Andrew McConnell, co-founder and CEO of Rented, which focuses on revenue management in the short-term rental industry, tweeted: “It’s a 2-sided marketplace. Guests prefer the stability, certainty, and predictability that comes with professional management, as they should.”

McConnell acknowledged that Airbnb would find embracing listings such as Domio and Sonder’s as essential for boosting the Airbnb valuation in the IPO process. Last year, Airbnb reportedly attracted a $31 billion valuation, but that fell to around $18 billion when the company accepted private equity financing early in the pandemic crisis.

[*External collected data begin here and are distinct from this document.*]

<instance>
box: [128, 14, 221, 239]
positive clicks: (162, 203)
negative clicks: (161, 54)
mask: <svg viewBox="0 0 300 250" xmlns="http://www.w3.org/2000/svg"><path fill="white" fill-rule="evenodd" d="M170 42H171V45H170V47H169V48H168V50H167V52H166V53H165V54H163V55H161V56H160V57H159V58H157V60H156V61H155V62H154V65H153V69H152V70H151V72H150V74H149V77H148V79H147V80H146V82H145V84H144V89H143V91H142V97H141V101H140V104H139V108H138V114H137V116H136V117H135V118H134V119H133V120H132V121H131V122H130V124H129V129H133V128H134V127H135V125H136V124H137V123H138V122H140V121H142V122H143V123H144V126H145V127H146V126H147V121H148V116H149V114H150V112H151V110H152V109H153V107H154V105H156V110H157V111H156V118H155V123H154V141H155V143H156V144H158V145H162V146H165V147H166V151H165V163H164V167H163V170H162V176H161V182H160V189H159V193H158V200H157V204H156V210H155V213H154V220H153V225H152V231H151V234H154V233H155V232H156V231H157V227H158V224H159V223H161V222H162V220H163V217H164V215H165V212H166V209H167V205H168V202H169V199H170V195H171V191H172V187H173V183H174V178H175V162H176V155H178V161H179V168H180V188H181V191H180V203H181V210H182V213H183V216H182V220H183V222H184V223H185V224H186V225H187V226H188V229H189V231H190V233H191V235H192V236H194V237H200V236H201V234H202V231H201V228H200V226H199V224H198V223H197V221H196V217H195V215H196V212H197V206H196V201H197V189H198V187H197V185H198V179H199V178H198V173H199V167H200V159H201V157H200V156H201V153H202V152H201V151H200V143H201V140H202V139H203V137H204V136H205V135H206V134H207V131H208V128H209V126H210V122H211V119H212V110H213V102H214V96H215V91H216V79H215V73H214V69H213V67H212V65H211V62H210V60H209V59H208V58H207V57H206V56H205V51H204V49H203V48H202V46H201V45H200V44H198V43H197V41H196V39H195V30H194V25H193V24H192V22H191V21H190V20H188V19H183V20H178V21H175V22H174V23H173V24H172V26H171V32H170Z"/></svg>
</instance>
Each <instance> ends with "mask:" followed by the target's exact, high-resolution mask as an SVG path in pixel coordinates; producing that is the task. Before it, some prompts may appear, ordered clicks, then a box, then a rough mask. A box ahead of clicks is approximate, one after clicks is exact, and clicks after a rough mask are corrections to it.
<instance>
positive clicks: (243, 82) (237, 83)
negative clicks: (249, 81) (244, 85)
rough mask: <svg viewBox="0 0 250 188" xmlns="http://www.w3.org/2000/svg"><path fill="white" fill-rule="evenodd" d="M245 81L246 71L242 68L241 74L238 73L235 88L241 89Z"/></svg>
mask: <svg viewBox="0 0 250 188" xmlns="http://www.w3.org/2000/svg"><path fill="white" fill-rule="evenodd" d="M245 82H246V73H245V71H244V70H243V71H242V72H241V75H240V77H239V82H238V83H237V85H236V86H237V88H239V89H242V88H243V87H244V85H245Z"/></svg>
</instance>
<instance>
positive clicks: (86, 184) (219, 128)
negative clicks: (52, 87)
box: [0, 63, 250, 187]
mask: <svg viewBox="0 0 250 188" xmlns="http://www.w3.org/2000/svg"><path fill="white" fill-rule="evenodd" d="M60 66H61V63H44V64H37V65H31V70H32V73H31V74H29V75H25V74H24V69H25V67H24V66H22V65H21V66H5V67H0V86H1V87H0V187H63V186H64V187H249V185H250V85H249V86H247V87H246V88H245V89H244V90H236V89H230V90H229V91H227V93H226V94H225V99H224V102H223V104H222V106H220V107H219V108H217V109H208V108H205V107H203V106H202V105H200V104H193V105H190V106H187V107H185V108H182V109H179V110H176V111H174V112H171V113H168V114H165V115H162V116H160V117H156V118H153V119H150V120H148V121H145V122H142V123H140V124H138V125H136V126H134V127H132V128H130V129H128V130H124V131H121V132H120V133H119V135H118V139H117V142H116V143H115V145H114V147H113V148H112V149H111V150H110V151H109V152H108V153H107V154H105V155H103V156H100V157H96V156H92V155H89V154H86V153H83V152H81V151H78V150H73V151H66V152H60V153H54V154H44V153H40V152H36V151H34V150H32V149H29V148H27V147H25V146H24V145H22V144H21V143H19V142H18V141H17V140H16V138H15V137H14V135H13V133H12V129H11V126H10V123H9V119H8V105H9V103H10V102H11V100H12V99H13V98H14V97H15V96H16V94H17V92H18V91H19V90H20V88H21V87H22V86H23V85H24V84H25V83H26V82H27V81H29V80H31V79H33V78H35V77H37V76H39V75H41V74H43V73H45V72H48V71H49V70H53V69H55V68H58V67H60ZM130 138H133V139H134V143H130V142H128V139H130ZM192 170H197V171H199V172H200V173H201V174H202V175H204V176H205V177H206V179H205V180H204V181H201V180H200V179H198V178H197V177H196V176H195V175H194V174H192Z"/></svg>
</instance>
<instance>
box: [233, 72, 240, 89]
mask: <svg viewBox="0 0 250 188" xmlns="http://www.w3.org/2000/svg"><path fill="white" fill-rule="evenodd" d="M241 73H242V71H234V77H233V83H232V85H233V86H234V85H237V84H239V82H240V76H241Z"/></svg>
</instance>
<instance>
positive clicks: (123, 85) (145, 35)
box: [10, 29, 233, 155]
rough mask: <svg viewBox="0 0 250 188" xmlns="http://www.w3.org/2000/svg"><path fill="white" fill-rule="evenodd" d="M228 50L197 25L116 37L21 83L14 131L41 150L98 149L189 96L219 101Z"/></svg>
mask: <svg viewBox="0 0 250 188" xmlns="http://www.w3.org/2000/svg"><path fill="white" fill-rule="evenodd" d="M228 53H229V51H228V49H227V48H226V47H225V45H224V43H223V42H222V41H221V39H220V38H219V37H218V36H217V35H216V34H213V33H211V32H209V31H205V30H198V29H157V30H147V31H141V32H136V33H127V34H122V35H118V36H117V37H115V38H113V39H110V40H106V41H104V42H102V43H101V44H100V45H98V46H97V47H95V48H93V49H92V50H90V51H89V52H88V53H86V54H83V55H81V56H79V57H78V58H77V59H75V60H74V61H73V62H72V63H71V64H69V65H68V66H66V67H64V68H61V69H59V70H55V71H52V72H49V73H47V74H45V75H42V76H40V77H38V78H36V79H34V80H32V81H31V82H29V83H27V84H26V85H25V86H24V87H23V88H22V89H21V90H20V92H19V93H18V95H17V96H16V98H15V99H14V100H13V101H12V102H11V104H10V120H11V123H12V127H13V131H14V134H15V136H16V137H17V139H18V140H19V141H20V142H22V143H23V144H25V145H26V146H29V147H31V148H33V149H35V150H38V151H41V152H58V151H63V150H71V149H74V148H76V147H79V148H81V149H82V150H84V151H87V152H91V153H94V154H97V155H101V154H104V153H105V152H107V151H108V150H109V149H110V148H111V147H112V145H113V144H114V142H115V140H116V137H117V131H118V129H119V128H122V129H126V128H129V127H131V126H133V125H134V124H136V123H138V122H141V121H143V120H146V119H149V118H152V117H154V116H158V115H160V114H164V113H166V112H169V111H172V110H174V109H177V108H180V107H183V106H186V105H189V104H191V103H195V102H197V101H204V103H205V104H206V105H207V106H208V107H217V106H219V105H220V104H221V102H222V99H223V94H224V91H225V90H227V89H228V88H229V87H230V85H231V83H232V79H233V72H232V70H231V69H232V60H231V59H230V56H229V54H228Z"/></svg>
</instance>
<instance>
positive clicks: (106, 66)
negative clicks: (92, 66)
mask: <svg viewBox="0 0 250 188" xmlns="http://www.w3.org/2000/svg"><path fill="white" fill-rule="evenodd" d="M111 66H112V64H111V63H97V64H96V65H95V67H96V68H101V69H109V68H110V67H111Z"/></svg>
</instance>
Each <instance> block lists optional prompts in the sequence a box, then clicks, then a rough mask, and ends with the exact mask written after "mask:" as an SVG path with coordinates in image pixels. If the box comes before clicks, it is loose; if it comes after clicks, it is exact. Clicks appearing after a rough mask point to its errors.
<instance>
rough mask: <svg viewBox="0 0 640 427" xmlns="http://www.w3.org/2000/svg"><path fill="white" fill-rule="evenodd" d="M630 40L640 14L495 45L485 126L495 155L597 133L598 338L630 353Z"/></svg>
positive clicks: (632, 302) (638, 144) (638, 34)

Domio, founded in 2016 and having attracted some $112-$116 million in funding and financing, issued a statement about the reinstatement that read in part:

“Airbnb found that a number of user reviews and non-compliant host listings between 2016 and 2018 were in violation of Airbnb’s community standards. We believe the home sharing community is built on trust and we respect Airbnb’s decision to remove those reviews from its platform.

“After weeks of cooperating with Airbnb, it was confirmed that this activity has not occurred in years. We’re pleased to announce that Domio’s listings will be reinstated on Airbnb’s platform. Guests will be able to book Domio listings directly on Airbnb effective September 26, 2020. We greatly appreciate the cooperation with Airbnb and look forward to our continued partnership.”

Airbnb’s statement noted that Domio requested reinstated after the Domio board removed executives who were running the company at the time of the misdeeds.

“Airbnb’s thorough examination uncovered certain past practices by Domio from a number of years ago in violation of Airbnb’s Community Standards regarding authentic reviews,” Airbnb said.

“As a result, we communicated to Domio our decision to remove their accounts. Domio requested reinstatement after its board removed all members of its leadership team present at the time of the unacceptable activity, and therefore Airbnb made the decision to reinstate Domio’s accounts, in addition to removing all prior suspicious reviews from Domio’s listings. We will not hesitate to permanently remove their associated accounts if there are future violations of our standards and policies.”